The greater salt-induced physiological and biochemical changes in Phillyrea latifolia (for example, the use of mannitol requires much more energy than using the cheap osmolytes Na+ and Cl– for salt-induced osmotic adjustment; Raven, 1995) than in Pistacia lentiscus, were probably responsible for the strikingly different effects of NaCl and Ca2+ treatments on net assimilation rate and shoot growth (Figs 1 and 2). Indeed, the decrease in RGR (–71 %) was markedly greater than that in Asat (–52 %) in Phillyrea latifolia, whereas these traits decreased similarly in Pistacia lentiscus (RGR by 28 % and Asat by 24 %) during salinity stress. Similarly, the recovery in RGR (54 % of controls) was substantially lower than that in Asat (81 % of controls) in salt-treated Phillyrea latifolia during the relief period (Figs 1 and 2). Highly energy-consuming processes aimed to sequester potentially toxic ions, at both tissue and intracellular level, were likely to be still active during the relief period, following the flux of toxic ions to the shoot via the restored water mass flow (Flowers and Yeo, 1989; Tattini et al., 1995; Tattini and Gucci, 1999). Further, the decrease in whole-plant Na+ at the end of the relief period (–40 % or –27 % in Phillyrea latifolia or Pistacia lentiscus, respectively; Fig. 4), was mostly due to reductions in root and old-stem Na+, suggesting that phloem Na+ re-translocation occurred: this highly energetic process may have also contributed to divert energy otherwise available to growth (Gouia et al., 1994; Tattini and Traversi, 2008).
The relationship between antioxidant enzyme activity and salt tolerance has been investigated previously but with contrasting results (Benavides et al., 2000; Broetto et al., 2002). The ability to counter salt-induced oxidative damage, a key determinant of salt-tolerance, has been generally associated with a constitutively greater activity of antioxidant enzymes (Benavides et al., 2000; Chinnusamy and Zhu, 2003; Moradi and Ismail, 2007), as was also observed in the present experiment with regard to the activity of SOD (Fig. 6A).

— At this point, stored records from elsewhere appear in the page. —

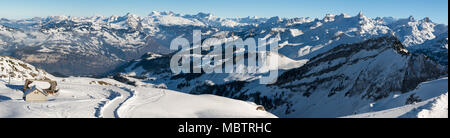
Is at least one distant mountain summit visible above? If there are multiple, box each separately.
[0,11,448,76]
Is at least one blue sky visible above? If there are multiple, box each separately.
[0,0,448,24]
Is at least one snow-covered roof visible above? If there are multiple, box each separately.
[24,86,48,96]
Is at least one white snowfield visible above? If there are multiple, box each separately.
[0,77,276,118]
[344,78,448,118]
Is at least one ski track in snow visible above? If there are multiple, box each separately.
[96,87,135,118]
[117,87,166,118]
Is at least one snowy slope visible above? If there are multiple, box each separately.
[347,78,448,118]
[0,56,53,81]
[0,11,448,75]
[0,77,276,118]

The greater salt-induced enhancement of SOD activity in Phillyrea latifolia than in Pistacia lentiscus leaves agrees with the previous findings of Hernández et al. (2003), such that the scavenger activity against superoxide anions did not differ in the species examined during the whole period of salinity stress (Hernández et al., 1999; Benavides et al., 2000; Hernández and Almansa, 2002). The decrease in SOD activity in P. latifolia leaves as salt-stress progressed (from 160 to 115 U g–1 f. wt) may have depended on H2O2-induced enzyme inactivation, as the concomitant action of high solar radiation and salinity stress has been reported to modulate the SOD activity (Broetto et al., 2002).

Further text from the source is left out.